Accademi della Crusca. Biblioteca |
Si chiama Gruppo
Incipit, e si è costituito nell’autunno scorso presso
l’Accademia della Crusca, cioè presso la stessa istituzione che
assieme al piccolo Matteo di Copparo ha fatto tanto parlare di sé,
recentemente, per la gioiosa accoglienza data all’aggettivo
petaloso, sùbito diventato un vero fenomeno linguistico di
tendenza. Il Gruppo Incipit, però, non si occupa di
neologismi floreali e suggestivi, ma di quei termini che politici,
economisti e opinionisti - proprio perché non hanno la fantasia e il
gusto del piccolo Matteo - prendono di peso dal burocratese
intemazionale (cioè dall’inglese o pseudo-inglese dei tecnici) e
spiattellano nei notiziari, stillano nelle reti sociali, profondono
nelle analisi di mercato o nei testi di legge. Altro che termini
petalosi: in pochi mesi d’attività, il gruppo - sono una decina di
esperti, non solo linguisti di professione come il Presidente
dell’Accademia Claudio Marazzini, visto che tra loro c’è anche
la pubblicitaria Annamaria Testa - ha detto la sua su termini come
smart work, bail in, voluntary disclosure,
stepchild adoption. Su tutti, il gruppo si è espresso sempre
con misurato buon senso e senza censure nette, proponendo alternative
possibili e ben più comprensibili per termini tanto modaioli quanto,
spesso, oscuri nel loro esatto significato alla stragrande
maggioranza degli italiani.
E anche se forse lavoro
agile non passerà al posto di smart work, non sarà male
ricordare - con gli esperti del gruppo - che il nome di hot spot
dato ai centri di accoglienza per immigrati rischia di suonare
addirittura offensivo, o nel migliore dei casi paradossale. Almeno in
Italia, dove i prestiti inglesi hot e spot sono rispettivamente
riferiti a situazioni o entità che ben poco hanno che fare con i
drammi della migrazione.
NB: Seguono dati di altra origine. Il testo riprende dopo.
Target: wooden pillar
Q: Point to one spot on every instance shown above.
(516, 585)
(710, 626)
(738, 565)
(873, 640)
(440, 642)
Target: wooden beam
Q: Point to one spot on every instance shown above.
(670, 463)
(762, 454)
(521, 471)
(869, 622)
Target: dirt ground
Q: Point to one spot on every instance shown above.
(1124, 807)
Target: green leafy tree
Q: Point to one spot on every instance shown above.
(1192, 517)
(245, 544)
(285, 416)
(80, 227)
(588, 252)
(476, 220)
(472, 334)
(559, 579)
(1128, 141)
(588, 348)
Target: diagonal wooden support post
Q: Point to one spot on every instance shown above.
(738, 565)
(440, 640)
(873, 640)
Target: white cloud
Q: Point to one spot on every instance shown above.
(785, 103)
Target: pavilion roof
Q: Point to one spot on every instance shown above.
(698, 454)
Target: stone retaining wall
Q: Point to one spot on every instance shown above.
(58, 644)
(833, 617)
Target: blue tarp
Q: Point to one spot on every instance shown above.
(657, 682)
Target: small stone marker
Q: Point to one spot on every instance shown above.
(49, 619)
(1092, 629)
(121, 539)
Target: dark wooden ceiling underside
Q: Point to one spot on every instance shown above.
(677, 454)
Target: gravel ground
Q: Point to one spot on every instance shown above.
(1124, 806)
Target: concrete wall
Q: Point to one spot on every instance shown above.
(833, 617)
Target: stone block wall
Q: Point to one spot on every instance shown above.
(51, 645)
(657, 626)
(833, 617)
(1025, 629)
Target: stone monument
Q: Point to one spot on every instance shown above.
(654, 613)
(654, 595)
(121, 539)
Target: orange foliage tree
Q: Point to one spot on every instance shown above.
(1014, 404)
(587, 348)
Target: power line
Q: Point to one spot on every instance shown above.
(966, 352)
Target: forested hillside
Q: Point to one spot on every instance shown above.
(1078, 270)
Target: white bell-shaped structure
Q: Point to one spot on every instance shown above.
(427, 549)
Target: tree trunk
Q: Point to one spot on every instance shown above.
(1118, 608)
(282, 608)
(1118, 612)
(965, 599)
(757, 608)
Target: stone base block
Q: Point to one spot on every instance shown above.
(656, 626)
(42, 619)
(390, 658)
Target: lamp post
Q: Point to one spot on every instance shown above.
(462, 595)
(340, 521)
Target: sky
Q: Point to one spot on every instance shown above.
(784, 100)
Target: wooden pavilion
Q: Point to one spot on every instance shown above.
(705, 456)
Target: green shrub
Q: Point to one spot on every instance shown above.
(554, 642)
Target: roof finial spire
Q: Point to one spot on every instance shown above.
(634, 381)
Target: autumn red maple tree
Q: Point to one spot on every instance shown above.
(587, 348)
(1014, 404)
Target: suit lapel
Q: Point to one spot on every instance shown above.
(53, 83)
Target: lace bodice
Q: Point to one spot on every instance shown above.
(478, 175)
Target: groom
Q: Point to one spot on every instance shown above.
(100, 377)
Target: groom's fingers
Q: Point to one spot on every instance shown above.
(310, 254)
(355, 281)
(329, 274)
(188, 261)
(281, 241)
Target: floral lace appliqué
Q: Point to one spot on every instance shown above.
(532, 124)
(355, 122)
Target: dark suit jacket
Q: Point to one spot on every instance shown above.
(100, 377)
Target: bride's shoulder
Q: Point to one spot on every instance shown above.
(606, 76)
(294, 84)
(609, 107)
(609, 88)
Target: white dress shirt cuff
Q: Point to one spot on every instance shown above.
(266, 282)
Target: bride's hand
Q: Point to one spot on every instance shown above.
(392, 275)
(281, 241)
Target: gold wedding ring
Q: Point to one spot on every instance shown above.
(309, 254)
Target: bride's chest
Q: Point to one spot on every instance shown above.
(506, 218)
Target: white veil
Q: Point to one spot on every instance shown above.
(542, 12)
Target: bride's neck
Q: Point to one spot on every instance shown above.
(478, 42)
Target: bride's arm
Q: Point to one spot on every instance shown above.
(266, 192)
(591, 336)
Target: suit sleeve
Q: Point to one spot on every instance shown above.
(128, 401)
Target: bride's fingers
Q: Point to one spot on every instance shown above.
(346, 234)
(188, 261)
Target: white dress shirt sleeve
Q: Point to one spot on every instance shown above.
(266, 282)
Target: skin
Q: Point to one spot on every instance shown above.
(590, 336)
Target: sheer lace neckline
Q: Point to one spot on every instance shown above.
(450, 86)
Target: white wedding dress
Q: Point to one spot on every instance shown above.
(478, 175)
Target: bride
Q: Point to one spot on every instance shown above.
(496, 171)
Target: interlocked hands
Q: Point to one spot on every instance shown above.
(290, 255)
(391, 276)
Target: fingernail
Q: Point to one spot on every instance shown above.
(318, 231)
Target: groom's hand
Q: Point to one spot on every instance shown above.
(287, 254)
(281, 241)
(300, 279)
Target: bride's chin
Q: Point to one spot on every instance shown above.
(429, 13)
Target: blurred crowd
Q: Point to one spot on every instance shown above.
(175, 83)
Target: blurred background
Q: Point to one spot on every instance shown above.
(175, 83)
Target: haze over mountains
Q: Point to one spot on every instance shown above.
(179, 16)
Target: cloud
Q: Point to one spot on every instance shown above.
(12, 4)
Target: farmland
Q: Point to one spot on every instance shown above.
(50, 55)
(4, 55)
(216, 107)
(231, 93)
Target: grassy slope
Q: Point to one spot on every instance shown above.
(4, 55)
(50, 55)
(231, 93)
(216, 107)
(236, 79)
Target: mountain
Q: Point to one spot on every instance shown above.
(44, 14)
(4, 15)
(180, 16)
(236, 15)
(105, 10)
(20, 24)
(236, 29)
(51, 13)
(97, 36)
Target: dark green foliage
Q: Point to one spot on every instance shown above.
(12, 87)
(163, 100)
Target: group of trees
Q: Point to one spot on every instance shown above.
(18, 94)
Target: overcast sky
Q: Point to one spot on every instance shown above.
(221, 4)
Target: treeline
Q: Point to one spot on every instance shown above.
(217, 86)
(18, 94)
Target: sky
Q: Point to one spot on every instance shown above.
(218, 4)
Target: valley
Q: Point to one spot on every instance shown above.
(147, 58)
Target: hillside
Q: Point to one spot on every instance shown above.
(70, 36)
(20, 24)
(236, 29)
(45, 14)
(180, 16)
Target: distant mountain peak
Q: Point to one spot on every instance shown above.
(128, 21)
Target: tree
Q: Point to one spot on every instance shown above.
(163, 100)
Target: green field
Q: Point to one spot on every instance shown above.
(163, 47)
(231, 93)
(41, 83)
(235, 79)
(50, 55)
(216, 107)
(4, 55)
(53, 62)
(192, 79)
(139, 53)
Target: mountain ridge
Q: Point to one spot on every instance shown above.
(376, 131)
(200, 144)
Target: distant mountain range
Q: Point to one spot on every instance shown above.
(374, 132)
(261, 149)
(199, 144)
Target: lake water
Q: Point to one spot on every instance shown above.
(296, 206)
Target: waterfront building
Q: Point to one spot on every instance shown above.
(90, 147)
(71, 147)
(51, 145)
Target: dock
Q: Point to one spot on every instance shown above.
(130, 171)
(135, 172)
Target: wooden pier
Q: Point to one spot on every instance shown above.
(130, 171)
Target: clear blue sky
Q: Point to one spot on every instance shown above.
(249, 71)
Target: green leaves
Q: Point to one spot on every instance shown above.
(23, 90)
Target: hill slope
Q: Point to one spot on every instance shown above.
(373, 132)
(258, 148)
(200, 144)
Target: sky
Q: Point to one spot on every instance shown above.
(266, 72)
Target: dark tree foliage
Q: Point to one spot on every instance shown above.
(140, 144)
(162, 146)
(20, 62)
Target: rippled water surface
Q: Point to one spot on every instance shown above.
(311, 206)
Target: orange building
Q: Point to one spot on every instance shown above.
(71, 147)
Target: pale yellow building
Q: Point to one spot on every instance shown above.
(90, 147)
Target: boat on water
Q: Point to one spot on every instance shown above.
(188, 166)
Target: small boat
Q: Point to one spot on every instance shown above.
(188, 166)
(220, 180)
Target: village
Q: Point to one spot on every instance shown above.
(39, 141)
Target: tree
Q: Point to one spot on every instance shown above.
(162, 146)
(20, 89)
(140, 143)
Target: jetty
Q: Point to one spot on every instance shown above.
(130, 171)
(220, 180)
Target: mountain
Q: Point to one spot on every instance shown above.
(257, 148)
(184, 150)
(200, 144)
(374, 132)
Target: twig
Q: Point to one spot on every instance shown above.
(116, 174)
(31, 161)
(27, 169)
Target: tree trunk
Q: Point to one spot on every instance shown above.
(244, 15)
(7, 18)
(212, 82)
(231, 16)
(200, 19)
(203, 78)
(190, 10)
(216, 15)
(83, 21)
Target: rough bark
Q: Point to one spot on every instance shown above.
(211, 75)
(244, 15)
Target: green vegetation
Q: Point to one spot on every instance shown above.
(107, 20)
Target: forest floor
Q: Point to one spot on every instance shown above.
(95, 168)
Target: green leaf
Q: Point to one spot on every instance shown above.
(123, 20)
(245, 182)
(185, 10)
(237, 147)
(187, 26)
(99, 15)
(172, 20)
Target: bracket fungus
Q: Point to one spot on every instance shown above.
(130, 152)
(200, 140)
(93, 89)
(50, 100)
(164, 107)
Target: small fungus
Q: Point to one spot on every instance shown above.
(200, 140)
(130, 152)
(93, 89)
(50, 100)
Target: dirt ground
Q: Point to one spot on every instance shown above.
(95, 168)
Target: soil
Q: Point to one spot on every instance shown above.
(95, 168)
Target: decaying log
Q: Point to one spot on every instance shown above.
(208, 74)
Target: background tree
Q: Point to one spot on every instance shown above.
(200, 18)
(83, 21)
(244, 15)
Bisognerà ammettere anche che l’alternativa
con figlio proposta
in luogo di stepchild (su suggerimento di un presidente
emerito della Crusca, Francesco Sabatini) è interessante, anche se
forse non risulterà seducente per media e politici, che a quanto
pare di stepchildren non vogliono sentir parlare né in
inglese, né in italiano. Del resto, l’alternativa «adozione del
figlio del partner» proposta dai saggi di Incipit (con
partner che non è certo una parola italiana) dimostra che il loro
nemico non è l’inglese in quanto tale, ma la poca chiarezza. O la
tendenza a nascondere dietro parole nuove e misteriose concetti di
cui forse si ha poca voglia di parlare con la dovuta sincerità.
Non editti, né sentenze
in forma di fatwa: solo comunicati stampa produce, per ora, il Gruppo
Incipit. Nulla che incuta abbastanza rispetto, evidentemente, da
provocare un’applicazione immediata dei suoi savi consigli: il
giorno dopo l’uscita di una raccomandazione di Incipit su
bail in (sarebbe meglio parlare di«salvataggio interno»,
giusto per essere capiti da qualche milione d’italiani in più), i
giornali - né solo quelli economici e finanziari - continuavano
tranquillamente a sbandierare nelle prime pagine l’esoterico
anglicismo bancario. Ma la task force dei cruscanti (si potrà
dire, task force?)non si perderà d’animo per questo.